Summary and Conclusions

The SCBA submitted for evaluation was delivered to NIOSH on October 30, 2006 and inspected on March 6, 2007. The unit was identified as a Dräger AirBoss Evolution 45-minute, 4500 psi SCBA (NIOSH approval number TC‑13F‑379). The unit was determined to be in a condition safe for testing.

The unit was subjected to a series of seven performance tests. Testing was performed on March 7 and 23, 2007. The SCBA was able to meet the requirements of all tests except the Rated Service Time Test, Positive Pressure Test, and NFPA Air Flow Performance Test. No maintenance or repair work was performed on the unit at any time.

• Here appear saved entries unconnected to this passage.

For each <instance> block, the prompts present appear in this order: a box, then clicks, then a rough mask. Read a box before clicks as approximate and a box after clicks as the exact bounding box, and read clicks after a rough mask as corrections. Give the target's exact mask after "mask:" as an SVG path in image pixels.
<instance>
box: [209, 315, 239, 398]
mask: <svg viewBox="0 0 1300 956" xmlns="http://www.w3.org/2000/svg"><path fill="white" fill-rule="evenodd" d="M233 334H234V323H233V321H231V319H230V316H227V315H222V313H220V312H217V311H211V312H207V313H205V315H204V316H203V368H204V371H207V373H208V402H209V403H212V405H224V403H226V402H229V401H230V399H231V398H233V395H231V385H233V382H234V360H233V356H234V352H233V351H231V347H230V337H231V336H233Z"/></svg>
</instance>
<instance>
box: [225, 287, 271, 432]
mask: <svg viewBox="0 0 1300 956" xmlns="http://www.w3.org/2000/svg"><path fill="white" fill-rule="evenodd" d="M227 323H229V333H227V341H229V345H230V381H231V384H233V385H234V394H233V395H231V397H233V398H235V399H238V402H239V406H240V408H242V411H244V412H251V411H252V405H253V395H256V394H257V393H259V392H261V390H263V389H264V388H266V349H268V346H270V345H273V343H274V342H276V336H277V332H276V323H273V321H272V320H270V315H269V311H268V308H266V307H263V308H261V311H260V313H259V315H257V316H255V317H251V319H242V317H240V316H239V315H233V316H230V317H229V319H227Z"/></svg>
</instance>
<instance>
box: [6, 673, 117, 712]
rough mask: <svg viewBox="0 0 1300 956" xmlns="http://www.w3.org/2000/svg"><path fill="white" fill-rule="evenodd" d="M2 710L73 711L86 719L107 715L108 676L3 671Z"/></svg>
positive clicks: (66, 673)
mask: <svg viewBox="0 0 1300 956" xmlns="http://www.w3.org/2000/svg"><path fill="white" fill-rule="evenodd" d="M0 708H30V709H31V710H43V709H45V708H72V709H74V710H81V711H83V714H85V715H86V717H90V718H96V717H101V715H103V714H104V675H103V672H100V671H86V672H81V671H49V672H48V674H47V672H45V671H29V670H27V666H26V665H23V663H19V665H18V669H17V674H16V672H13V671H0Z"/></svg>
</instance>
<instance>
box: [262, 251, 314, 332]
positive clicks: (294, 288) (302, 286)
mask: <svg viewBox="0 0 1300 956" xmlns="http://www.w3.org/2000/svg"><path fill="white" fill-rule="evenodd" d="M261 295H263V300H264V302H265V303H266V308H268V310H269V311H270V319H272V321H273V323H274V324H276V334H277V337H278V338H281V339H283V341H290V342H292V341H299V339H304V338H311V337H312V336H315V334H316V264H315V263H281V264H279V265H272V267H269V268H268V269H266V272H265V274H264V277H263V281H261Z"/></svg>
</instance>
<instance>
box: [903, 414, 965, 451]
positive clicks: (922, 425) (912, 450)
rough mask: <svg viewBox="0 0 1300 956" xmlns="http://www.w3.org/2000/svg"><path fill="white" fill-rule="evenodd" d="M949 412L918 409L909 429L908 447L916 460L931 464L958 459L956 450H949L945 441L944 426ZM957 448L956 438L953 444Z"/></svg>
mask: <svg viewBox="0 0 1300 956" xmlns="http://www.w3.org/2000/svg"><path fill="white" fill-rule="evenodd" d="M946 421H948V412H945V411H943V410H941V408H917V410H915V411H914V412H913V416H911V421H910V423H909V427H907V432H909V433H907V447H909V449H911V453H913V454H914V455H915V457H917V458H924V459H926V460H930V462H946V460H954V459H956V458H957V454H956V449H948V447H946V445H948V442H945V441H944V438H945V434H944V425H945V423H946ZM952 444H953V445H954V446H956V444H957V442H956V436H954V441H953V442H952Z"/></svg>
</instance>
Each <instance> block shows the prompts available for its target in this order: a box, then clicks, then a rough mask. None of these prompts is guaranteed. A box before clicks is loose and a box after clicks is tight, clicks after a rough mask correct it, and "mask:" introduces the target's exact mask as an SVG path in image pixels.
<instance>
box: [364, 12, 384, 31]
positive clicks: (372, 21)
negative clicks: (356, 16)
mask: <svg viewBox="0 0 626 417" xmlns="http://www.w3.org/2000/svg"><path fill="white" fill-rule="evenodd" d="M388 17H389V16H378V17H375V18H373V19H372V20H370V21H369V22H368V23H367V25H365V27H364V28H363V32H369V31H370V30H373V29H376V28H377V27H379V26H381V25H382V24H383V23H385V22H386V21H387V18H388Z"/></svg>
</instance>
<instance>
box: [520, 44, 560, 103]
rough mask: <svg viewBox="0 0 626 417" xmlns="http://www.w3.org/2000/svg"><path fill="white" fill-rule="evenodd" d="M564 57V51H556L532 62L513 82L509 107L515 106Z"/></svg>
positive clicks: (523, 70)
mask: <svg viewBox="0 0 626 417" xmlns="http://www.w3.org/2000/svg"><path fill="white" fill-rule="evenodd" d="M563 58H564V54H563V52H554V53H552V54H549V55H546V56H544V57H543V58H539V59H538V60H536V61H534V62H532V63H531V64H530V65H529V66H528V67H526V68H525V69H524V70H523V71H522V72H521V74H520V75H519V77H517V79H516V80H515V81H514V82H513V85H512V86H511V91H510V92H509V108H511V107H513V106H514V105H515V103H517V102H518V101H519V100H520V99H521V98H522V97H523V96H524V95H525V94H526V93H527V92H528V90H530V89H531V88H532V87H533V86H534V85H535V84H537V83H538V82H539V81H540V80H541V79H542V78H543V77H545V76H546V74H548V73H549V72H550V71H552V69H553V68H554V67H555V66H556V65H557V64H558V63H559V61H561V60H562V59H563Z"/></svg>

In light of the information obtained during this investigation, NIOSH has proposed no further action on its part regarding the SCBA at this time. Following inspection and testing, the SCBA was returned to the package in which it was received and was shipped back to the submitter on April 5, 2007.

If the SCBA is to be placed back in service, it must be thoroughly inspected, repaired, and tested by a qualified service technician. The cylinder should be inspected by a certified retester before being put back into use, and the cylinder valve repaired or replaced.